The clusters.h5ad is the primary artifact for all downstream analysis. Load it with:

import anndata as ad
adata = ad.read_h5ad("peakatail_runs/emaout_.../07_clustering/sample1/clusters.h5ad")
print(adata)
# AnnData object with n_obs x n_vars = <cells> x <PAS>
# obs: 'leiden', ...
# var: 'gene_id', ...

UMAP — 12 clusters from the full_v8 run UMAP coloured by Leiden cluster. Each dot is a cell. Clusters are computed from 3'UTR usage patterns, not total expression, so cells that use similar polyadenylation sites cluster together regardless of overall RNA levels.

Cluster sizes Bar chart of cells per cluster. The largest clusters (1, 2, 5) contain 117-210 cells; the smallest (11) has 14 cells.
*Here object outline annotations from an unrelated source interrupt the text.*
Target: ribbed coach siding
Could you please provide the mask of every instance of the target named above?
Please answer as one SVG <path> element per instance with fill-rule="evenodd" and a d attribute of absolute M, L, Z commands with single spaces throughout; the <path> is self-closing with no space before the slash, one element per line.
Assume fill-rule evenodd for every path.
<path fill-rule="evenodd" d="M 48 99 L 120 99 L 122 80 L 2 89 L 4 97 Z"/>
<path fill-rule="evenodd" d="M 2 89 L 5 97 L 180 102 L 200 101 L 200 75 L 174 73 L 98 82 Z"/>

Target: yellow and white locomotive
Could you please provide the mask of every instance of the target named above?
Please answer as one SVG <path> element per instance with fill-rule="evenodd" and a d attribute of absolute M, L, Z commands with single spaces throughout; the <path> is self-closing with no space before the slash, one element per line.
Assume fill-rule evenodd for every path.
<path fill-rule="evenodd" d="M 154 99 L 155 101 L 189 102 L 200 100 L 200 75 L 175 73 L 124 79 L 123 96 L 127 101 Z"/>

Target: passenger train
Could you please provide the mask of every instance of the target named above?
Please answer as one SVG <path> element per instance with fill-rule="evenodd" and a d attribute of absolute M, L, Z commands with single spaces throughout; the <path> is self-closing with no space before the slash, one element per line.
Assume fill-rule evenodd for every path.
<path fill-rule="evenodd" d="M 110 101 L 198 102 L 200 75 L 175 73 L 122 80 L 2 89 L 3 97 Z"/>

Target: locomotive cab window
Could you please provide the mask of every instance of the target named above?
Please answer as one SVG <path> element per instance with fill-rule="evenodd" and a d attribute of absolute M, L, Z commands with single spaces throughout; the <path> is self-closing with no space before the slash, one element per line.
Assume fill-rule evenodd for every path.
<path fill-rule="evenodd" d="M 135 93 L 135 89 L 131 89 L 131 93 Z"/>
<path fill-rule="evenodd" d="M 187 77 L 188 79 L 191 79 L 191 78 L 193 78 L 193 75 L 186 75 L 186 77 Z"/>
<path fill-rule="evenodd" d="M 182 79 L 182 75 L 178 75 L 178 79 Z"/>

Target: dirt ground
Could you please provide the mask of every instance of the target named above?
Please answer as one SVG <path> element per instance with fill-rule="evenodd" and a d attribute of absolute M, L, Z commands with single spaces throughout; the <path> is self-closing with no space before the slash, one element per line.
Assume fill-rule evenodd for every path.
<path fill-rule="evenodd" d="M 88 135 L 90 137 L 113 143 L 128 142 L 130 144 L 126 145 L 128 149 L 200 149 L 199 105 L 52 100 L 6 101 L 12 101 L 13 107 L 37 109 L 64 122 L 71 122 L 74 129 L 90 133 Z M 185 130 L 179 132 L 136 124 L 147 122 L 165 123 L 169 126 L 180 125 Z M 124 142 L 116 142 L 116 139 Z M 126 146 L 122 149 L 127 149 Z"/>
Step 4 — Run differential testing¶

Point ema switch diff at the h5ad produced above:

uv run ema switch diff \
  --h5ad peakatail_runs/emaout_<timestamp>/07_clustering/sample1/clusters.h5ad \
  --pasbed peakatail_runs/emaout_<timestamp>/01_peak_calling/sample1/pasbed.bed \
  --strategy fisher \
  --fdr 0.05

Output lands inside the same run directory:

peakatail_runs/emaout_<timestamp>/switch_diff_<timestamp>/
  differential/
    fisher_0_vs_1.tsv
    fisher_0_vs_2.tsv
    ...   (one TSV per cluster pair)
  markers.tsv               # top-N marker PAS per cluster used to filter tests
  figures/
    volcano_0_vs_1.png
    volcano_0_vs_1.html
    ...
    figures_INDEX.md        # human-readable index of all figures
    figures_INDEX.json      # machine-readable manifest

Step 5 — Read the figures index¶

cat peakatail_runs/emaout_<timestamp>/switch_diff_<timestamp>/figures/figures_INDEX.md

This prints a table of every volcano figure with per-pair statistics. Example excerpt from the full_v8 run:

## `volcano` (66)

- **volcano_0_vs_4** (2 files) — cluster 0 vs 4 · n_tested=1433 · sig=935
- **volcano_3_vs_4** (2 files) — cluster 3 vs 4 · n_tested=1364 · sig=1058

Open volcano_0_vs_4.png to see which PAS drive the separation:

Volcano: cluster 0 vs 4 Each dot is a PAS. Red = higher usage in cluster 4 (positive log2fc); blue = higher usage in cluster 0 (negative log2fc). The dashed horizontal line marks q = 0.05; dashed vertical lines mark |log2fc| = 1. The 0 vs 4 comparison shows 935 significant PAS out of 1433 tested.